The authorities now rely on another Western think tank to lay claim to the label as the world’s freest economy. The Canada-based Fraser Institute has named Hong Kong as the freest economy since 1996.
The Fraser Economic Freedom Index measures five areas — size of government, legal structure and property rights, access to sound money, freedom to trade internationally, as well as regulation of credit, labor and business. Published last December, the latest 2020 report is based on the realities in 2019. It compares 162 countries and territories. Hong Kong has again emerged on top.
However, experts have already warned that Hong Kong is doomed to be dethroned in the next assessment. By the time the 2020 data are complied for the 2021 report, the aftershocks of Beijing’s decisions to impose a national security law on the territory would be taken into account. There are even more rainy days ahead.

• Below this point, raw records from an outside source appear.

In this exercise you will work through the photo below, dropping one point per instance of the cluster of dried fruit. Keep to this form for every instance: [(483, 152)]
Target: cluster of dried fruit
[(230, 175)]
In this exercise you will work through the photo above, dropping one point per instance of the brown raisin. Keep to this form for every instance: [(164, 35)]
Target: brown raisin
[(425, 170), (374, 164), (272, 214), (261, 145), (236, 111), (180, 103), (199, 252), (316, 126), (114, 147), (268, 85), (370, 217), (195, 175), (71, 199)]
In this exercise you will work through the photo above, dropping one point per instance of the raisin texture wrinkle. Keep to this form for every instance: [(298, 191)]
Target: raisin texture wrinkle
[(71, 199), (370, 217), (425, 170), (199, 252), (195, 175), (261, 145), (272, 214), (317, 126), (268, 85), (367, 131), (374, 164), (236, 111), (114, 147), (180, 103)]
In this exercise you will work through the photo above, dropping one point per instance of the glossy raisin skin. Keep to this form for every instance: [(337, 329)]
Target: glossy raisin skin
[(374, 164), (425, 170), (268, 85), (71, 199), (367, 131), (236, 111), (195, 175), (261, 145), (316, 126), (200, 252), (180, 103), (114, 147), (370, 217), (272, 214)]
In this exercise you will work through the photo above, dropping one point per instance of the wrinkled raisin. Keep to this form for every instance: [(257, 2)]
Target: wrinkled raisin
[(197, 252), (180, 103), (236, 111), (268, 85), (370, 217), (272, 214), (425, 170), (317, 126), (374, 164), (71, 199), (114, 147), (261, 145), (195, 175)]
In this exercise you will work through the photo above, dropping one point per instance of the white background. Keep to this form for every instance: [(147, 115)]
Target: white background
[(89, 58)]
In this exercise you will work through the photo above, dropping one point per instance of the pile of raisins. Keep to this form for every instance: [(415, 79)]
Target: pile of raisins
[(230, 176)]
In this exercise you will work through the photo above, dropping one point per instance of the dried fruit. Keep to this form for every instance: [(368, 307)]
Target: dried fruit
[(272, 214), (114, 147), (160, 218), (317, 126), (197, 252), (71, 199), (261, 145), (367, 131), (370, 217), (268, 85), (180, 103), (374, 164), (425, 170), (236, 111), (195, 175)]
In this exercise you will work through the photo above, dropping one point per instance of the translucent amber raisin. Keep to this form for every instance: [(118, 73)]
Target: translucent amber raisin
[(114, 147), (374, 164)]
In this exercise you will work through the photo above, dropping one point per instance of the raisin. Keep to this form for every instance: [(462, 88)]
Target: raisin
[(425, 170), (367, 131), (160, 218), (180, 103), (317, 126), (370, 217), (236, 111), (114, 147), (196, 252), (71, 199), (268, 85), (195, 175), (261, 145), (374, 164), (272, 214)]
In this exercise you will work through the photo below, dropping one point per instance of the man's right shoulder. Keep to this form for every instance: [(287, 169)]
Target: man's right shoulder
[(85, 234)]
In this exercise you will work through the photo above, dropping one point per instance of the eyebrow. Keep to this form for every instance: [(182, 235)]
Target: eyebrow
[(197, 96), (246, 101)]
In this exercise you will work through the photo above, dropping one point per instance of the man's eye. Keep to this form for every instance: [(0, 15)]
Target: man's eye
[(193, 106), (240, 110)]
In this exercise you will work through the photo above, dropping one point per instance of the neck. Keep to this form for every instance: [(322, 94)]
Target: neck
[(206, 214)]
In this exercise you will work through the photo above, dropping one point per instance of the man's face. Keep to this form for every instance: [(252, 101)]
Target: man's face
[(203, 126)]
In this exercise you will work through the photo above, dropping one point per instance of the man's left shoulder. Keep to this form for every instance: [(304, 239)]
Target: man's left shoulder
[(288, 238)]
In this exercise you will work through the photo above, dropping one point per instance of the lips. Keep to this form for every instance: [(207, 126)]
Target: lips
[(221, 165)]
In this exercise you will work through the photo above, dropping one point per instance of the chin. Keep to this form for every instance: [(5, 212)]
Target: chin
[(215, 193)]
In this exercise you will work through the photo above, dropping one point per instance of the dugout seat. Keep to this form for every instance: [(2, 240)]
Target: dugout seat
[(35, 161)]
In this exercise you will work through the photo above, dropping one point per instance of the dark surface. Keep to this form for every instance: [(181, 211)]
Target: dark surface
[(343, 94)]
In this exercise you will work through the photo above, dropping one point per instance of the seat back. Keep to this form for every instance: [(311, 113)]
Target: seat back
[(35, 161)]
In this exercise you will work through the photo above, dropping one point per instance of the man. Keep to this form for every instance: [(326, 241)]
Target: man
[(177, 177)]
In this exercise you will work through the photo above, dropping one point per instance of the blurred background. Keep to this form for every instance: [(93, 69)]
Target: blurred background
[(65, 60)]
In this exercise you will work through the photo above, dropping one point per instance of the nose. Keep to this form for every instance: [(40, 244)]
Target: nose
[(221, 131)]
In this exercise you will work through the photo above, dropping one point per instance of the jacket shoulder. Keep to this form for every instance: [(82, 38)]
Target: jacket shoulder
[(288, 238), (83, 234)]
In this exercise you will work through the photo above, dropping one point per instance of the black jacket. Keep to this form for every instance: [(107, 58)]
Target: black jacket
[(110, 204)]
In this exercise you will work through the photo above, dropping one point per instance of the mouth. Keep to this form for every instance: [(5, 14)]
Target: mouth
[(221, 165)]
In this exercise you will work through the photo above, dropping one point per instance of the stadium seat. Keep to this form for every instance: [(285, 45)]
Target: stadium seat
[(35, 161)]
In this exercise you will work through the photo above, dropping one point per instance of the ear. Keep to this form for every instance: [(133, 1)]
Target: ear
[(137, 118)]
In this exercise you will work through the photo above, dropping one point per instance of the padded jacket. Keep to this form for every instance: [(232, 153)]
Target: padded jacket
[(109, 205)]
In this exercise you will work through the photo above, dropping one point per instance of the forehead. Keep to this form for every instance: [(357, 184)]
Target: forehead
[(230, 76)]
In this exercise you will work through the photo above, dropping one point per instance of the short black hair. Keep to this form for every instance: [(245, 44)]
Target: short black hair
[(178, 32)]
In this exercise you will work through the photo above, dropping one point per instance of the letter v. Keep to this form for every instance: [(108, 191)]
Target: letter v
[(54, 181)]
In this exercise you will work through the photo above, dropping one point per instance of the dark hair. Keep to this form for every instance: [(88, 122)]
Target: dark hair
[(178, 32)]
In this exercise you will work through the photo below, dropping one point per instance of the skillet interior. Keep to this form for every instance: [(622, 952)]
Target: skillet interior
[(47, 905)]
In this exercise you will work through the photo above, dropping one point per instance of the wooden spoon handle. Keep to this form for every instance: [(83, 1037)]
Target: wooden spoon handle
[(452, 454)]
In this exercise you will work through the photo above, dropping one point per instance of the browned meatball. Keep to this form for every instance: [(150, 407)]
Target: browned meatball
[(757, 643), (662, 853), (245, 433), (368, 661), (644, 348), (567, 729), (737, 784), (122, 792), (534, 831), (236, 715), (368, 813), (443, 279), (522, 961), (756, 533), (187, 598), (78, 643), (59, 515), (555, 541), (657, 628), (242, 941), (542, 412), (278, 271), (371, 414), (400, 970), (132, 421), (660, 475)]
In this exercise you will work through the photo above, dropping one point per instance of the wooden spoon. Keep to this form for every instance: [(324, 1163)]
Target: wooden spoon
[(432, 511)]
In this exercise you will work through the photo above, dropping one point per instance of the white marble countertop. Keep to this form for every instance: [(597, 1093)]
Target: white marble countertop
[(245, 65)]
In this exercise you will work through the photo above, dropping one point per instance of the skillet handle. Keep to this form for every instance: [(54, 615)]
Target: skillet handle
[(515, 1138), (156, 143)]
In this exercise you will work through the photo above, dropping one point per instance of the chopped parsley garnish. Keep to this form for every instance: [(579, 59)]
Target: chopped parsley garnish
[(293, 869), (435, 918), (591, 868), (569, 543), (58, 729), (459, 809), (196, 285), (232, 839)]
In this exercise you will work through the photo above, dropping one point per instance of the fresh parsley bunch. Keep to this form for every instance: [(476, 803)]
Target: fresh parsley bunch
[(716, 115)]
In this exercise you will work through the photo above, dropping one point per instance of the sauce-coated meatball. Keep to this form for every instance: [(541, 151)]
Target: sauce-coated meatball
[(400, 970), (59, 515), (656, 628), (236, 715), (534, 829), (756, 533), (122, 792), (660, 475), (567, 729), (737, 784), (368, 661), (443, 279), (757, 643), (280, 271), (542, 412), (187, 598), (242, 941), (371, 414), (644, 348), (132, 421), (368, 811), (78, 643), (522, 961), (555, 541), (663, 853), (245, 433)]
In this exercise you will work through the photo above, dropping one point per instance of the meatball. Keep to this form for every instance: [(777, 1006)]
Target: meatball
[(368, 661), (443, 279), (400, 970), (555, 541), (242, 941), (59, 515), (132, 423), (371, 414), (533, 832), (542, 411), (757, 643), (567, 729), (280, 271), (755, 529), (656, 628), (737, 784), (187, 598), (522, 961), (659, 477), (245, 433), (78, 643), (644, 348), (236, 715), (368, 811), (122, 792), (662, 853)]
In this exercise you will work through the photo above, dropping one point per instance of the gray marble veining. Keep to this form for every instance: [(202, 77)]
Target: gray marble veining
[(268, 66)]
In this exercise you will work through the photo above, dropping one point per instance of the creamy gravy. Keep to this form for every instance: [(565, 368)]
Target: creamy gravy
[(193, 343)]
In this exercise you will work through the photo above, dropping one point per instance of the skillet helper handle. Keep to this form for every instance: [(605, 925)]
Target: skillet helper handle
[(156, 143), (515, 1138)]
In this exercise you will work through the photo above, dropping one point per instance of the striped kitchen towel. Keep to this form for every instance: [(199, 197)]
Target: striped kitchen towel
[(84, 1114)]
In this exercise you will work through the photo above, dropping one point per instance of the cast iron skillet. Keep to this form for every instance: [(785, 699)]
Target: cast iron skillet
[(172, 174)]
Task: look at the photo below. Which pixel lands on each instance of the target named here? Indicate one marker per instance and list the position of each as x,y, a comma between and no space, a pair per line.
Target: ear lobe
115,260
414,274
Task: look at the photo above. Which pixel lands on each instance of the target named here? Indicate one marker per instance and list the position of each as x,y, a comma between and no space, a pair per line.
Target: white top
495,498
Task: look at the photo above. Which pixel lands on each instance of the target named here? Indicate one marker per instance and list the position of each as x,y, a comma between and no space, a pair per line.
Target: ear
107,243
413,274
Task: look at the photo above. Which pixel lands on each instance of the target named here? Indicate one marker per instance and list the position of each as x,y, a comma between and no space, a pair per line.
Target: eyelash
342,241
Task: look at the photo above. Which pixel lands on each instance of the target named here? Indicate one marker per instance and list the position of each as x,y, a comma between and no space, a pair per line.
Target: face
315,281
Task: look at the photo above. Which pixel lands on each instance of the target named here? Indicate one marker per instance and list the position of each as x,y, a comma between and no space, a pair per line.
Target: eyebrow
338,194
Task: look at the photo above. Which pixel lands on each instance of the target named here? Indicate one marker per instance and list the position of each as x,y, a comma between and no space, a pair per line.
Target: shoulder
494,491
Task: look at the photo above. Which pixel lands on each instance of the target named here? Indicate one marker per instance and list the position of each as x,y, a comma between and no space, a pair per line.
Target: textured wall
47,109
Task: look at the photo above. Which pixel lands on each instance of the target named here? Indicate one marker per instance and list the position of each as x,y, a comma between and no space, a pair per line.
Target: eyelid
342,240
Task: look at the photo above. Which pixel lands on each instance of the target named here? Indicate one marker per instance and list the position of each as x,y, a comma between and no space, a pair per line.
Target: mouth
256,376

The adverse impact of the Beijing-dictated electoral reform to be unveiled by the National People’s Congress for Hong Kong will be reflected in the report the year after that.
The Fraser project was led by the late renowned economist Milton Friedman and 60 top scholars, including three Nobel laureates. Economic freedom refers to individuals’ ability to make their own economic decisions free of government or crony control. Research has indicated that it helps boost living standards and life satisfaction. When the democratic institution diminishes, so does economic freedom.
Without Fraser, Brand Hong Kong will have to fall back on the lesser-known Legatum Institute’s 2019 Global Index of Economic Openness, in which the HKSAR has claimed the top position.
The British index is subdivided into four headings: market access and infrastructure, investment environment, enterprise conditions, and governance. Hong Kong is ranked only 21st under governance, which gauges the extent of checks and restraints on power and government efficiency. Singapore again is poised to exceed Hong Kong in subsequent overall evaluations.
Late last year, the Legatum Institute also came up with a report on Prosperity Index 2020. Hong Kong has dropped four slots from the previous year to finish two places behind Singapore at 17th. It is Hong Kong’s worst performance since 2010.
Now that the Chief Executive has been sanctioned by the US Treasury, Lam is unlikely to embark on any business mission to promote Hong Kong in the major markets in the west. Even if she wanted to, she would find quite a few key notes missing from her song sheet.
(Andy Ho is a public affairs consultant. A former political editor of the South China Morning Post, he served as Information Coordinator at the Chief Executive’s Office of the HKSAR Government from 2006 to 2012.)